Kedua, Bawaslu/Panwaslu harus memastikan bahwa logistik untuk e-voting harus terjamin kualitasnya dan keamanannya. Kualitas logistik terutama menyangkut spesifikasi, yang akan sangat berpengaruh pada aspek keamanannya. Misalnya, jika mudah retak/pecah, maka proses distribusinya menjadi lebih rumit, karena jika terjatuh dan pecah maka akan berakibat buruk pada software-nya. Sementara dari sisi keamanannya, yang harus diawasi bukan sekedar keamanan secara konvensional (seperti dari ancaman pencurian atau kebakaran), tetapi lebih pada sistem pengamanan komputer yang kebal terhadap berbagai macam virus, serangan hacker, dan sebagainya.

Ketiga, Bawaslu/Panwaslu harus memastikan bahwa pada hari pemungutan suara, kelompok rentan sebagaimana telah diuraikan di atas terpenuhi hak sipil dan politiknya. Hak untuk memberikan suara dalam pemilu merupakan salah satu perwujudan persamaan hak yang dimiliki oleh semua warga Negara, lepas dari persoalan usia, ras, pendidikan, kekayaan, dan geografisnya. Keterbatasan kemampuan tidak seharusnya menjadi kendala bagi siapapun warga Negara untuk memberikan hak suaranya.

Keempat, terkait dengan e-voting, salah satu keuntungan digunakankannya metode e-voting adalah memotong tahapan penghitungan dan rekapitulasi, yang selama ini menjadi titik lemah penyelenggaraan pemilihan umum di Indonesia.

Proses manual yang melibatkan data dalam jumlah besar dan juga “orang” dalam jumlah yang tidak sedikit, menimbulkan kesulitan  tersendiri dalam tahapan penghitungan dan rekapitulasi suara yang berjenjang.

Dalam e-voting tantangannya justru bergeser, hasil pemungutan suara di TPS langsung ditransmisikan ke pusat tabulasi di KPU kabupaten/kota melalui teknologi komunikasi seluler.

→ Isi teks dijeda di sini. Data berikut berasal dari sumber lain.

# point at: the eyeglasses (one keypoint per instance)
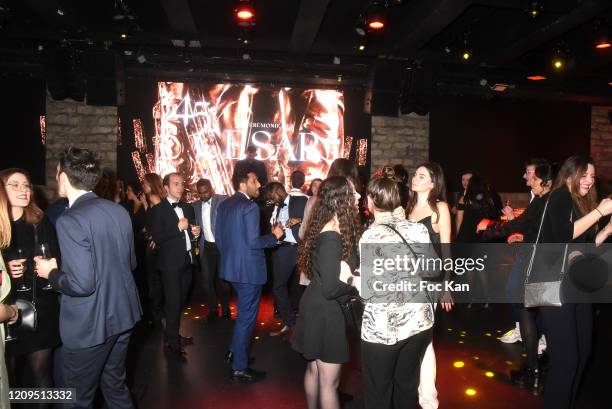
(20, 186)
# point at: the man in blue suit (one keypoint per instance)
(243, 264)
(216, 290)
(99, 303)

Pada titik ini issu keamanan jaringan teknologi komunikasi seluler menjadi focus perhatian penyelenggara maupun pengawas. Hasil penghitungan di TPS harus dimiliki oleh panwas untuk bisa mengontrol proses tabulasi di KPU. 
 
Tidak adanya formulir C-1 dan kertas plano (hasil rekapitulasi) bisa diganti dengan bukti hasil penghitungan yang dikeluarkan oleh mesin penghitung di TPS, yang juga harus dimiliki oleh para saksi.

Dalam e-voting, suara yang diberikan oleh seorang pemilih akan langsung dikumpulkan di pusat tabulasi suara. Jika terjadi selisih antara suara yang masuk dengan jumlah pemilih yang menggunakan suara, karena berbagai macam alasan, maka sulit untuk dilacak di mana (TPS, desa/kelurahan, atau kecamatan) tempat terjadi kesalahan tersebut.

Kecuali setiap mesin yang digunakan di TPS mempunyai password khusus atau sandi khusus yang bisa menunjukkan dari TPS mana hasil yang mencurigakan itu diperoleh.

Teknologi memang bisa menjadi alat untuk meningkatkan pelayanan dan komunikasi, tetapi sebagaimana kata Reingold (2000), ”teknologi bukan kekuatan otonom. Kita sebagai masyarakat memiliki kekuatan untuk menentukan ke mana dan bagaimana teknologi itu akan diarahkan.”